Virginia is for Composters
This year, Virginia became the newest state to form a regional chapter of the US Composting Council. This Virginia Composting Council (VCC) is headed by none other than Draper Aden Associate’s own Pieter Conradie, PE (Waste Resource Engineering Program Manager, Richmond) and brings compost manufacturers, municipal managers, researchers, and other allies together to promote composting education initiatives. Only the fourth regional chapter to form to-date, the VCC joins California, Minnesota and North Carolina in setting an example for composting education and legislative action throughout the United States. For more information on the VCC, please visit the US Composting Council.

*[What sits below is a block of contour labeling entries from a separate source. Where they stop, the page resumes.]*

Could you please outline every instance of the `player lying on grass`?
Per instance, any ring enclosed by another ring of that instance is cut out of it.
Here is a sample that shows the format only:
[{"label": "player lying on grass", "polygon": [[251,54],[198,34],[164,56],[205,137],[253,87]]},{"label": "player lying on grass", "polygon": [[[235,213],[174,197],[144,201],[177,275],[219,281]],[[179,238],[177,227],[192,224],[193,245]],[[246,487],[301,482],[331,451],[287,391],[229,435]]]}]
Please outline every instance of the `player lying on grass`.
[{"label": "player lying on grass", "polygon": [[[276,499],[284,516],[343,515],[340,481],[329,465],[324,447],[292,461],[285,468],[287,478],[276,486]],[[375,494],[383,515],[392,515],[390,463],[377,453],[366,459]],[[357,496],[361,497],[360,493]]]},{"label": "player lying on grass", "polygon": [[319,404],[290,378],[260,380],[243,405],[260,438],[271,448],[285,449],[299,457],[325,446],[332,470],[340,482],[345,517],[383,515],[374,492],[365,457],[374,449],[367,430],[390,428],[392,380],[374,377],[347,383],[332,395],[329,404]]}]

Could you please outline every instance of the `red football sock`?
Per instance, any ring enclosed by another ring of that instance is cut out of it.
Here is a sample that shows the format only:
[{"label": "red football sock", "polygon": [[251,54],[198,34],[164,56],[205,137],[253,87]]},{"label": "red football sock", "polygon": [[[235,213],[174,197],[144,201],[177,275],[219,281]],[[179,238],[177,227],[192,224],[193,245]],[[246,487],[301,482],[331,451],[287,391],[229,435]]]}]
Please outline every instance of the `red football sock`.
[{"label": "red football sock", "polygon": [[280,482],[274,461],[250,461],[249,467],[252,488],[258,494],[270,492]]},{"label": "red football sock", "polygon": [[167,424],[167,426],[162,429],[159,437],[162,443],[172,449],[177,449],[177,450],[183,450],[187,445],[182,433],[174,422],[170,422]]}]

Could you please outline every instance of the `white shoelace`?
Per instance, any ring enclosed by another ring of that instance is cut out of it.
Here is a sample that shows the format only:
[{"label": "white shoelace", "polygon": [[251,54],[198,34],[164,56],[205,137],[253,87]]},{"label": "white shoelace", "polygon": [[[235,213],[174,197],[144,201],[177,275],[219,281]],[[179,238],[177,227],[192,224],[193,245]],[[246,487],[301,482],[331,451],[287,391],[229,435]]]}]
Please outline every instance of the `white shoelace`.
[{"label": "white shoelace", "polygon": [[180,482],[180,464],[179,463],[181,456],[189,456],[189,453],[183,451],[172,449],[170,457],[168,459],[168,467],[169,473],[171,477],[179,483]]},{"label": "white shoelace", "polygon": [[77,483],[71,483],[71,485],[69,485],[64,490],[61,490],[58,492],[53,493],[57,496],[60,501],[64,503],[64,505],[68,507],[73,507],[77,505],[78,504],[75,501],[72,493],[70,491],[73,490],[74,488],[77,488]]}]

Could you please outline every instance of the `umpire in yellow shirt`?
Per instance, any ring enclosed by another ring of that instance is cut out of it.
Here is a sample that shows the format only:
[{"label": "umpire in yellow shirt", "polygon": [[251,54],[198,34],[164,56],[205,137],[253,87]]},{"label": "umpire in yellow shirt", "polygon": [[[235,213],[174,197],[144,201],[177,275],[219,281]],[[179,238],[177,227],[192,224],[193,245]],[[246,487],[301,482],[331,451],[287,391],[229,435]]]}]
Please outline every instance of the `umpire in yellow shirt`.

A New Spin on Rumpelstiltskin
Did you know that you might actually be a human goldmine? According to researchers at the US Geological Survey (USGS), human solid waste can contain gold, silver and other metals, as well as the rare elements such as palladium and vanadium that are used in electronics and alloys. The trick, however, remains: how can we harvest these metals to reduce our dependence on mining, as well as the hazardous release of these elements into the environment? As one of the researchers on the study, Kathleen Smith, PhD, points out, “If you can get rid of some of the nuisance metals that currently limit how much of these biosolids we can use on fields and forests, and at the same time recover valuable metals and other elements, that’s a win-win.” In experimenting with leachates, Smith and her team are hoping to find the best way to separate and re-purpose precious metals from biosolids. Could the waste from 1 million Americans be worth $13 Million, as one other research group estimates? Only time, and a lot of pungent research, will tell.
Supergirls for Science
This Monday marked the Fifth Annual White House Science Fair which featured innovative projects, experiments, and designs STEM (Science, Technology, Engineering, and Math) students across America. Projects included a wave tank demonstrating how a lakeside power-generating system worked, software that looks for potential new drugs to treat diseases like cancer and Ebola, and, maybe most adorably, a Lego-built page-turning robot designed for use by disabled people that was created by a group of elementary school Supergirls from Tulsa, Oklahoma. The team of six-year-old Supergirls wore red capes over their Girl Scout uniforms and were able to personally demonstrate the robot to President Obama. The Supergirls and all the other fair participants prove, once again, that STEM education is for everyone.